Выбрать главу

Список нельзя назвать ни полным, ни бесспорным, он, скорее, является приглашением к дискуссии, и то не о роли формации, а лишь о ее анатомии.

Максимум конкретики по теме содержится в уже приведенных выше трактовках У. Пенфилда и Г. Мэгуна.

Есть и еще одна, крайне академическая и аккуратная интерпретация, принадлежащая А. Уорду: «Ретикулярная формация высших млекопитающих представляет собой наследие тех структур, которые у примитивных форм животных являются высшими уровнями интегративной нервной деятельности» (A. A. Ward, 1957).

Перечень проблем, которые возникают у организма вследствие даже минимального поражения стволовых структур, прекрасно увязывается с сухой цитатой из А. Уорда: кома, центральный паралич, гиперкенезия, разрушение функций глотания, пищеварения, дыхания, мочеобразования, слюноотделения, сосания, половых функций, сердечной деятельности, тонуса сосудов, терморегуляции, нарушение рефлексов и работы черепных нервов. Впрочем, все это — не новость и отчасти даже locus communis.

(Еще Клод Бернар в 1865 году демонстрировал возможность вызывания как диабета, так и кардинальных скачков осмотического давления простыми уколами в ствол мозга.)

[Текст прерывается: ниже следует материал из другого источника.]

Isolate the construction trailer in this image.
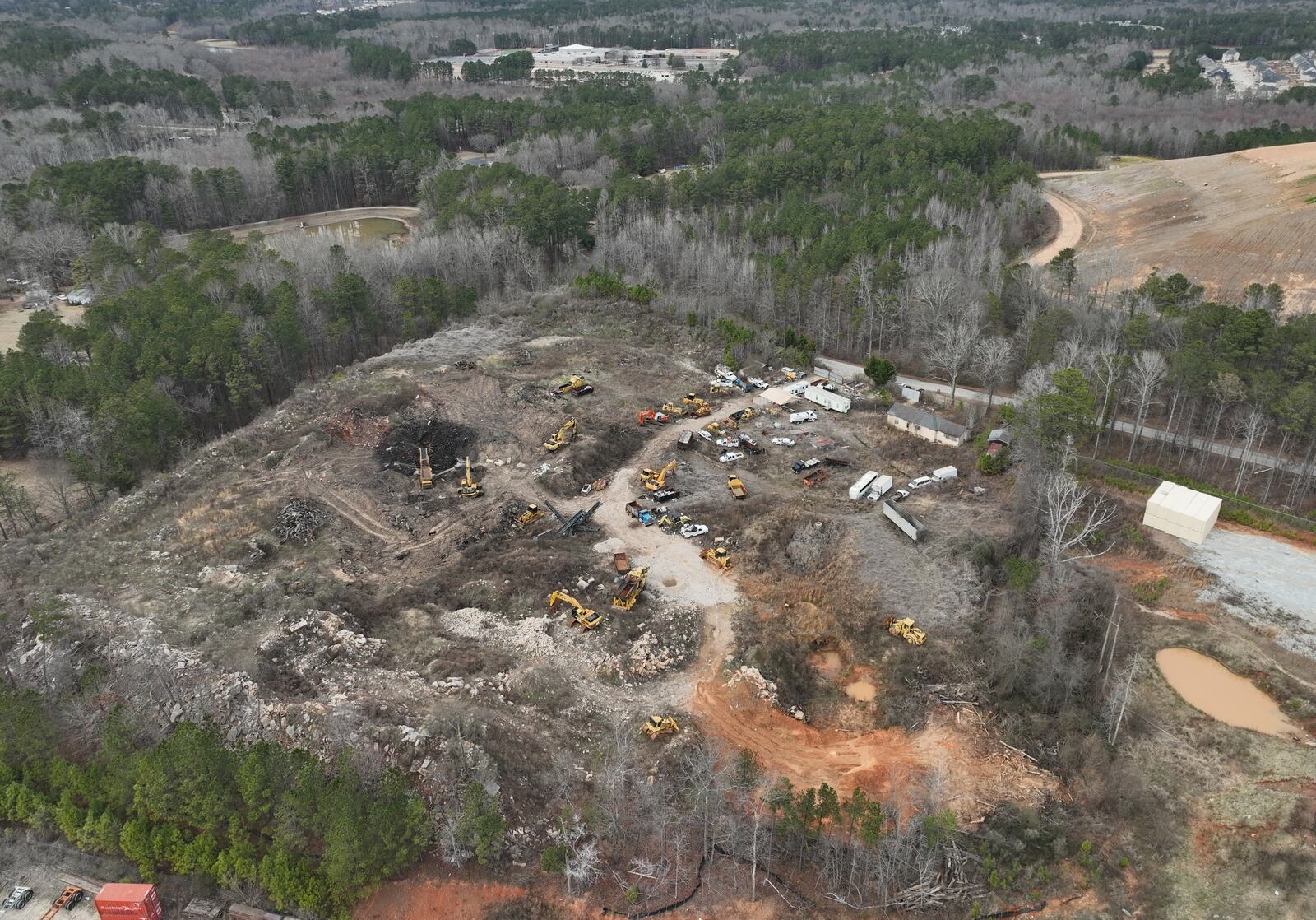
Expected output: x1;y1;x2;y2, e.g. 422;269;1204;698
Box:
882;501;928;544
1142;481;1221;544
804;386;850;413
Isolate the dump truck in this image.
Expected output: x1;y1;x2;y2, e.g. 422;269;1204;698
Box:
699;546;732;571
558;374;594;396
544;419;577;453
882;616;928;645
549;591;603;632
416;448;434;488
640;714;680;741
612;566;649;611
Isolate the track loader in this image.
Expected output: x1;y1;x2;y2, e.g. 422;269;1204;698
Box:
549;591;603;632
544;419;577;453
882;616;928;645
682;393;713;419
416;448;434;488
516;504;544;527
699;546;733;571
640;714;680;741
640;461;676;492
612;566;649;611
456;457;484;499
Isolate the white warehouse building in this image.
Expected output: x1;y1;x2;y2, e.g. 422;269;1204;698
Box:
1142;481;1221;544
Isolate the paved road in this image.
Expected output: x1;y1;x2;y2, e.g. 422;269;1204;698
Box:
814;356;1301;472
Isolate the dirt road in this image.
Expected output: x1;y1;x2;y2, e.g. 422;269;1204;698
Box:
217;204;419;239
1028;188;1083;268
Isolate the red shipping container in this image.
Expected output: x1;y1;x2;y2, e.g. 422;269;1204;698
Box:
95;882;163;920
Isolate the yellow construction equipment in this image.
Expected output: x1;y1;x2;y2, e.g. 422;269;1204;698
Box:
612;566;649;611
640;461;676;492
882;616;928;645
456;457;484;499
416;448;434;488
516;504;544;527
680;393;713;419
544;419;577;453
699;546;732;571
558;374;594;396
549;591;603;632
640;714;680;741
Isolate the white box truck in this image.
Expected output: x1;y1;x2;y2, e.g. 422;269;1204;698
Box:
850;470;878;501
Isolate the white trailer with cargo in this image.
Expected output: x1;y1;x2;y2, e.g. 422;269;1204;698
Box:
882;501;928;544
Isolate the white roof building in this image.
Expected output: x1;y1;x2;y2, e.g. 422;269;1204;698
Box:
1142;481;1221;544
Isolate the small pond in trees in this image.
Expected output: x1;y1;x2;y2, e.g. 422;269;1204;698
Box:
301;217;406;242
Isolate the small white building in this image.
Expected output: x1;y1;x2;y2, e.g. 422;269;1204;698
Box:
887;404;969;448
804;386;850;413
1142;481;1221;544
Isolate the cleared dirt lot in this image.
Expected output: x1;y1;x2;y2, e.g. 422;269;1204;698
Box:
1051;143;1316;310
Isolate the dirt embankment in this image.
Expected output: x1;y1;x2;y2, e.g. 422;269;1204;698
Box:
1053;143;1316;310
215;204;419;239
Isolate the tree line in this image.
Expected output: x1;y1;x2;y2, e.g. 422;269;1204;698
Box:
0;690;432;918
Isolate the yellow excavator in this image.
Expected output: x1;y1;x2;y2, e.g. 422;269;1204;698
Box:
612;566;649;611
640;461;676;492
516;504;544;527
544;419;577;453
699;546;733;571
456;457;484;499
558;374;594;396
882;616;928;645
680;393;713;419
416;448;434;488
640;714;680;741
549;591;603;632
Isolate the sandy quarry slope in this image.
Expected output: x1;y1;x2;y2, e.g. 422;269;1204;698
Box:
1050;143;1316;310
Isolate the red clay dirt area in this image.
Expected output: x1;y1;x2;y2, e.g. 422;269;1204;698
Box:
691;678;1059;824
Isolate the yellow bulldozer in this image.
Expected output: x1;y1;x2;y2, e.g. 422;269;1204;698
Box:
640;714;680;741
882;616;928;645
640;461;676;492
456;457;484;499
549;591;603;632
516;504;544;527
699;546;733;571
544;419;577;453
680;393;713;419
612;566;649;611
416;448;434;488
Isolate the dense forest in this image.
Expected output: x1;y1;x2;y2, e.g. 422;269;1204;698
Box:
0;0;1316;916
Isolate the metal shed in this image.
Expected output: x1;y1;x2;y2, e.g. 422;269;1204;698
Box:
1142;481;1221;544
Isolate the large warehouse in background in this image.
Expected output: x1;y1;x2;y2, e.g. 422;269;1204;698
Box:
1142;481;1220;544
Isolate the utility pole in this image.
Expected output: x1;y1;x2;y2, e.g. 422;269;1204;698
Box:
1110;653;1141;747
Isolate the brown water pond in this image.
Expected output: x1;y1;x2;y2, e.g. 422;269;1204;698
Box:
1156;648;1305;738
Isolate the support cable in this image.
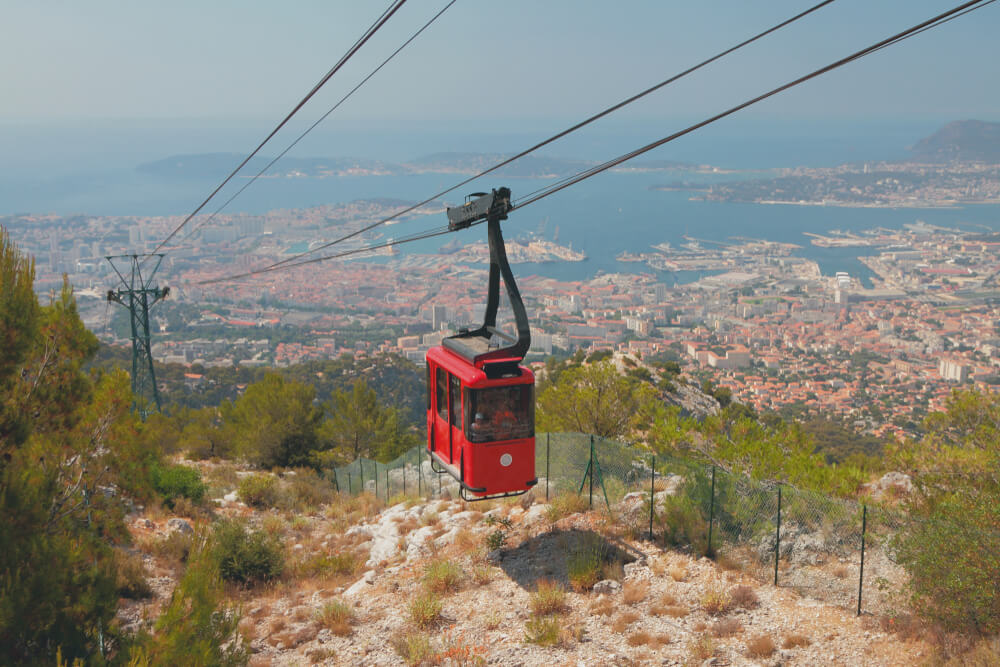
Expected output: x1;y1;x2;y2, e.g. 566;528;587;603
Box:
144;0;406;254
196;0;996;285
194;220;458;285
262;0;834;270
168;0;458;250
514;0;996;209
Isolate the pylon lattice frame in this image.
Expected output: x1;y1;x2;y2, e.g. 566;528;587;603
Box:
105;254;170;420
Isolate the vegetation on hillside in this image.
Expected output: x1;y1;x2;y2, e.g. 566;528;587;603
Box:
0;228;1000;665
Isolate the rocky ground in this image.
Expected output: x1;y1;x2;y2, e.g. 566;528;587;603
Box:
121;464;932;665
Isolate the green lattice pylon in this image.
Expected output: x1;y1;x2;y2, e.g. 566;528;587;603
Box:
105;255;170;421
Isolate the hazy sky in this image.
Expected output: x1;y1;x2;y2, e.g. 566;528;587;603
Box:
0;0;1000;126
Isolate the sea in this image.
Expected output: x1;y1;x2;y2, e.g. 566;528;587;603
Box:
0;118;1000;284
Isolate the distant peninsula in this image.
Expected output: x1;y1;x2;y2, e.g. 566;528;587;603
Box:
136;153;700;181
651;120;1000;208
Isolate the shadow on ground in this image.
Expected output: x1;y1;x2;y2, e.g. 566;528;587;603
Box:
500;529;642;591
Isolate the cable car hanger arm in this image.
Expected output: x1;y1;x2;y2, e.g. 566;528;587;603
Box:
442;187;531;365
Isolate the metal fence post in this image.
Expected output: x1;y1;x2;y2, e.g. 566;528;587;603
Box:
588;434;594;509
649;454;656;542
705;466;715;557
545;433;552;502
858;505;868;616
774;486;781;586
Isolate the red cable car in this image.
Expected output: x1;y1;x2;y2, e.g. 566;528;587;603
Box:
426;188;538;501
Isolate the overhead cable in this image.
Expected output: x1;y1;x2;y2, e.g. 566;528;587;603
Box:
194;220;458;285
144;0;406;254
172;0;460;250
262;0;834;270
514;0;996;209
197;0;996;285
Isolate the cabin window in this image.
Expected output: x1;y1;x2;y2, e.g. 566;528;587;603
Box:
435;368;448;419
465;384;535;442
424;364;434;412
448;374;462;428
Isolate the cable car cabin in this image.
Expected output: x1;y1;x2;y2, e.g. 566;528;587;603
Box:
427;346;538;500
427;188;538;500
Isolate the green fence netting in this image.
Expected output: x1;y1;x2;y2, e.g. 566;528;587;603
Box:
328;433;907;611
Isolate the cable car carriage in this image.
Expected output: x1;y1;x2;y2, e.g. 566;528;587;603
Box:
426;188;538;501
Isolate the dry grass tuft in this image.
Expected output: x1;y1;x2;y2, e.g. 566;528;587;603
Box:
472;565;493;586
687;635;715;662
701;584;730;616
483;609;503;630
781;633;812;648
545;493;588;523
239;618;257;642
316;600;355;637
455;528;482;553
424;560;462;593
396;516;420;535
622;580;649;604
389;632;433;665
649;603;691;618
625;630;656;646
268;623;319;648
712;618;743;637
747;635;777;658
729;584;760;609
410;591;442;628
531;579;566;616
611;611;639;633
590;595;615;616
524;616;564;646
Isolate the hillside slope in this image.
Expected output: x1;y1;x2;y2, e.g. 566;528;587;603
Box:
121;464;930;665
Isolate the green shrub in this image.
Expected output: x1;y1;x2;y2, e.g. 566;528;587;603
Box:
524;616;562;646
424;560;462;593
566;534;607;592
486;528;507;551
115;550;153;600
143;530;194;565
236;475;278;509
390;632;434;666
283;468;336;511
316;600;354;637
895;494;1000;635
151;465;208;507
531;579;566;616
296;551;363;577
654;496;708;554
214;520;285;585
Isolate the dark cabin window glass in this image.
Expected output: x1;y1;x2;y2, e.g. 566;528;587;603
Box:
448;375;462;428
465;385;535;442
435;368;448;419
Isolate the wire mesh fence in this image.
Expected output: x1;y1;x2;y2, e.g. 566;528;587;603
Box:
329;433;906;614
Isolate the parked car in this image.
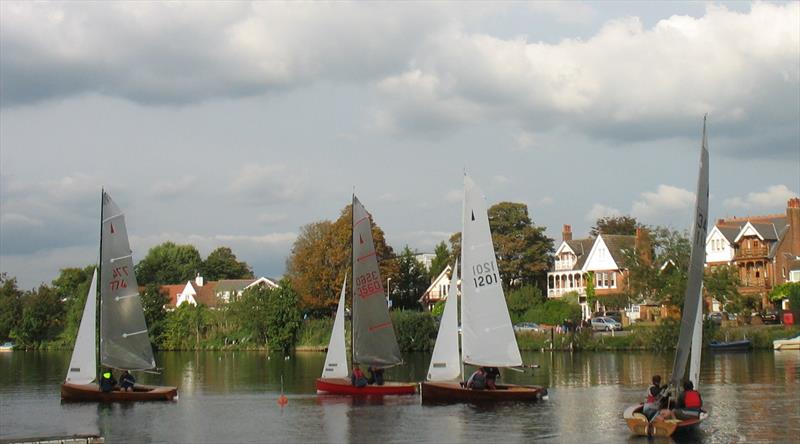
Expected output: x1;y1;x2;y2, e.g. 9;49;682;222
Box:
514;322;544;332
592;316;622;331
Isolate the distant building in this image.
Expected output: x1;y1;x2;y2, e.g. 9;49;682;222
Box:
706;197;800;306
160;275;278;308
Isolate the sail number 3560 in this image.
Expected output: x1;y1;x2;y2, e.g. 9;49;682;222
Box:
472;261;500;287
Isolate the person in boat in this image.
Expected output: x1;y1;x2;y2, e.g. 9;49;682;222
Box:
350;366;367;388
367;366;383;385
678;381;703;416
467;367;486;390
119;370;136;392
100;370;117;393
642;375;667;419
483;367;500;390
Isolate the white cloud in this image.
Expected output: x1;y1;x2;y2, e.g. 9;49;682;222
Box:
586;204;621;222
722;185;797;209
631;185;695;220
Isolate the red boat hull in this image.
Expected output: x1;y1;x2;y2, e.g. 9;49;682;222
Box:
61;382;178;402
421;382;547;404
316;378;417;396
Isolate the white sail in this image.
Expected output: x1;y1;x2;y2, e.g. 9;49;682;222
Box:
428;261;461;381
461;175;522;367
322;276;348;378
67;269;97;384
689;294;703;390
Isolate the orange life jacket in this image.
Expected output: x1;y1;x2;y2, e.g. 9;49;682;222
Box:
683;390;703;409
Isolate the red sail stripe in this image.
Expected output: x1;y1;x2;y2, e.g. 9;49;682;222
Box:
369;322;392;331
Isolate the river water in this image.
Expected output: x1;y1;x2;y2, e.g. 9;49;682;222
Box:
0;351;800;444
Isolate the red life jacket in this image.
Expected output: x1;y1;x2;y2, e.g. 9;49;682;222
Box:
683;390;703;409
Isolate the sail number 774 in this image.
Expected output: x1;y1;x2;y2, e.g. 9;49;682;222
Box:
472;261;500;287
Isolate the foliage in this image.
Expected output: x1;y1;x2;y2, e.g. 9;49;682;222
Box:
428;241;452;281
506;285;544;324
286;205;397;313
391;311;437;352
0;273;22;341
201;247;253;281
389;245;428;310
589;216;643;237
135;242;203;285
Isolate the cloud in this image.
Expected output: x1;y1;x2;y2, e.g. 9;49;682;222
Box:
586;204;621;222
722;185;797;209
631;185;695;220
228;164;306;205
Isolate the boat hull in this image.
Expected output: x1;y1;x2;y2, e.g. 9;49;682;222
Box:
316;378;417;396
61;382;178;402
622;404;708;437
421;382;547;404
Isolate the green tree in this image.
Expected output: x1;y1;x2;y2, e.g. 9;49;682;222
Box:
136;242;203;285
428;241;451;280
389;245;428;310
201;247;253;281
589;216;644;237
0;273;22;341
286;205;397;315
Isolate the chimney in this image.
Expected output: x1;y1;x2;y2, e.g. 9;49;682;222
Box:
634;227;653;264
786;197;800;256
561;224;572;241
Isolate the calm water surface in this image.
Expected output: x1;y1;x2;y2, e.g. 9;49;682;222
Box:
0;351;800;444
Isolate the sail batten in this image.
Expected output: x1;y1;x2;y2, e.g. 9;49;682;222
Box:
670;118;708;387
352;195;403;368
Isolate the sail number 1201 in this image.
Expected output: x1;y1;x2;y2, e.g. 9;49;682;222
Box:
472;261;500;287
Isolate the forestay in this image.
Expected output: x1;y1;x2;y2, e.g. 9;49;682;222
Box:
100;192;156;370
353;195;403;368
670;118;708;387
322;277;348;378
67;269;97;384
461;175;522;367
428;261;461;381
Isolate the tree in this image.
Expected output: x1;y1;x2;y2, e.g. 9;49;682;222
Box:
201;247;253;281
389;245;428;310
589;216;644;237
136;242;203;285
428;241;451;280
286;205;397;315
0;273;22;341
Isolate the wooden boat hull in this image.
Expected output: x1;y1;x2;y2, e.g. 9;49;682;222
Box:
708;339;751;351
622;404;708;437
421;382;547;404
61;382;178;402
316;378;417;396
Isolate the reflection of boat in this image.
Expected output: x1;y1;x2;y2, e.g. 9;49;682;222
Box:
422;176;547;403
316;195;417;395
772;335;800;350
622;118;708;436
61;192;178;401
708;339;752;351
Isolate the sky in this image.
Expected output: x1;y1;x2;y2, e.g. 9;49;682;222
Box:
0;1;800;289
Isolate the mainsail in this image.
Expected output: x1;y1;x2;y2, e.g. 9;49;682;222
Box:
67;269;97;384
353;195;403;368
461;175;522;367
670;118;708;387
322;277;348;378
428;261;461;381
100;192;156;370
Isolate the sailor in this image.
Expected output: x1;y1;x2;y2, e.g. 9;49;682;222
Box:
100;370;117;393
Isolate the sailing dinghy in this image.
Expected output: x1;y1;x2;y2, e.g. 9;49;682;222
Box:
316;195;417;395
622;118;708;436
421;175;547;404
61;191;178;402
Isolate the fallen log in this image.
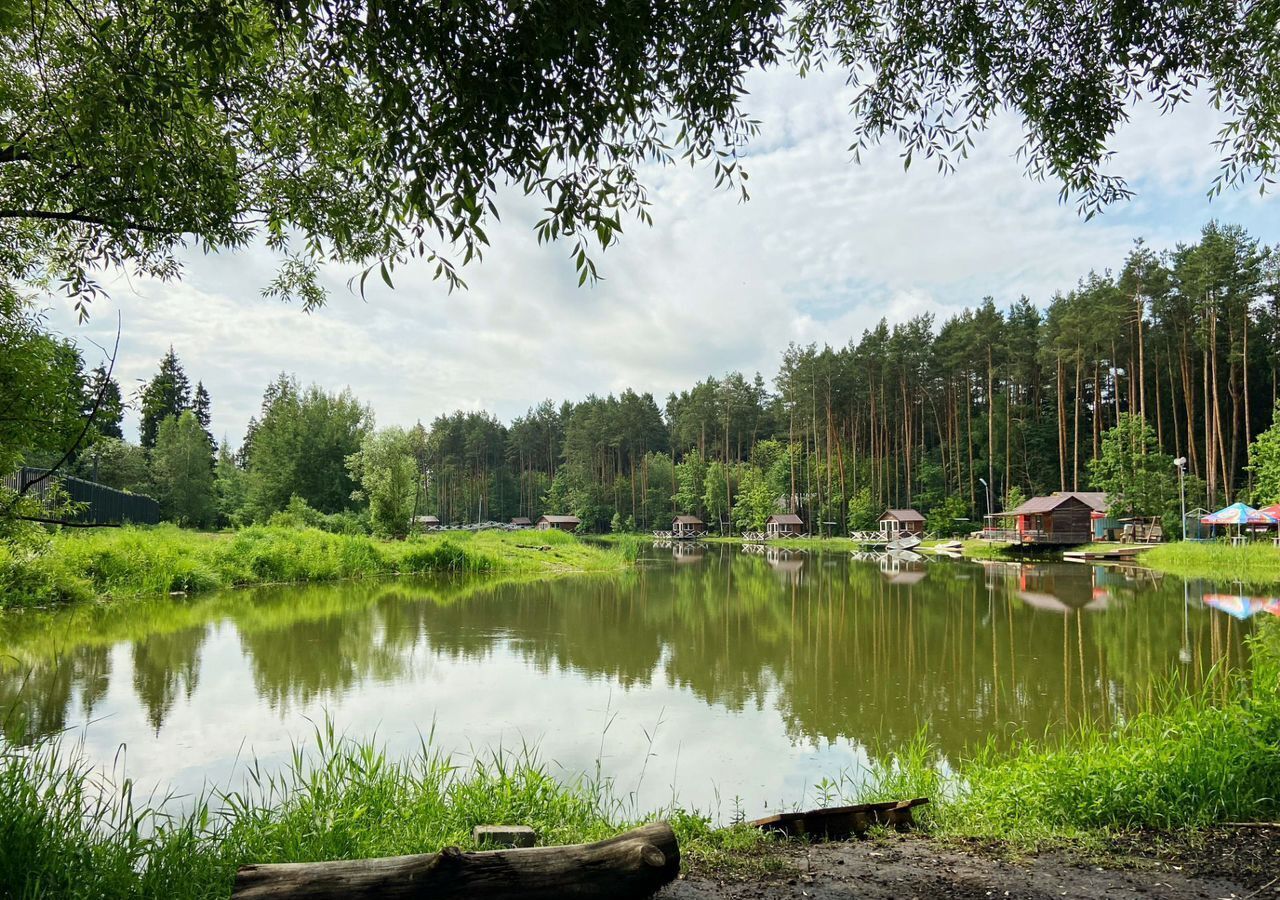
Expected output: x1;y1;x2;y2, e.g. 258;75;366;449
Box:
232;822;680;900
751;796;929;841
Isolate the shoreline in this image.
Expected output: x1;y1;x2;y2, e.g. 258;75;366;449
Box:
0;525;628;615
622;535;1280;589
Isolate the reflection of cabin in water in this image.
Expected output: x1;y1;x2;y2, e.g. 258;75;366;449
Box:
881;553;928;585
881;510;924;538
671;516;707;538
764;512;805;538
671;540;707;563
764;547;804;577
982;490;1106;544
1006;563;1111;613
538;516;582;531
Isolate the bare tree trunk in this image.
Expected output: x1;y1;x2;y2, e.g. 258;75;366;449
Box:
232;822;680;900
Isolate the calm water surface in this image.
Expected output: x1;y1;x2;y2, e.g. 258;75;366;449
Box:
0;545;1266;817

К. Прибрам трактует эти особенности ствола как доказательство наличия в нем специальных контролирующих рецепторов, что физиологически, на первый взгляд, обоснованно. Действительно, по логике эмбриогенеза, эта часть мозга, «расположенная по средней линии, развивается из наружного зародышевого листка, из которого формируется вся центральная нервная система. Эта ткань имеет такое же происхождение, как и кожа: гребешок эктодермальных клеток на спине эмбриона складывается таким образом, что образует трубку, полость которой позднее будет заполнена цереброспинальной жидкостью. В головном мозге эмбриона эта полость становится системой желудочков мозга. Следовательно, стенки полости, пе- ривентрикулярные клетки сродни эктодерме, из которой образуется кожа и некоторые, более специализированные рецепторы, такие как сетчатка» (Прибрам К. Языки мозга, 1971).

Ceterum, исключительная роль ствола мозга была понятна даже самым первым исследователям, еще не имевшим ни малейшего представления о ретикулярной формации.

Стоит (exempli causa) вспомнить странную запись сэра Чарльза Белла, анатома, датируемую 1830 годом.

Белл (1774-1842) в своей известной монографии разместил таблицу и написал под ней: «Тот, кто сможет овладеть этой таблицей, сможет познать всю нервную систему; ключ для понимания у вас в руках» (илл. 41).

На таблице сэра Чарльза изображен (естественно) ствол мозга от верхнего шейного отдела спинного мозга до таламуса и хиазмы. Никаких внятных пониманий роли древнейших формаций в 1830 году еще не было и не могло быть. Nihilominus, подозревать Белла в ясновидении нет никаких оснований.

Полагаю, секрет его проницательности крайне прост.

Много препарируя, Чарльз Белл имел возможность убедиться в поразительном структурном сходстве мозгового ствола человека с мозгом самых примитивных существ, и анатомическая логика, вероятно, поведала ему то, чего не знала на тот момент наука.

Отметим, что тогда Белл лишь слегка «потянул» за крохотную «ниточку» сверхзначимости ствола, и вся анатомическая картина мозга, сотканная наукой со времен Везалиуса, сразу дрогнула.

Илл. 41. Таблица из труда Ч. Белла о нервной системе, демонстрирующая ствол мозга

Сегодняшняя большая настойчивость в «потягивании» «распускает» и всё «плетение» как ранних, так и поздних доктрин о конструкции мозга.

(Ознакомившись с «пророческой» ремаркой анатома Чарльза Белла, уже совсем сложно избавиться от подозрения в том, что суть всей эволюции — это, прежде всего, история мозга и его трансформаций. А всё многоразличие черепов, глазниц, карапаксов, костнохрящевых щитков — это лишь маскарадные наряды мозга, сменяемые им в строгом соответствии с «модами» и потребностями геологических или иных эпох.)

Впрочем, вернемся к нашей теме.

Надо отметить научную осторожность, которую демонстрируют все без исключения исследователи, когда речь заходит о роли ретикулярной формации в процессах образования мышления или разума.

Их легко понять, тут действительно возникает существенная сложность, требующая «дерзости и обобщений». Понятно, что любой из крупных ученых, кто попытался бы сформулировать положения ретикулярной формации в этом аспекте, рискнул бы научным именем.

Мы все помним, какой шок вызвало невинное заявление д-ра М. Шайбель на Детройтском конгрессе 1957 года.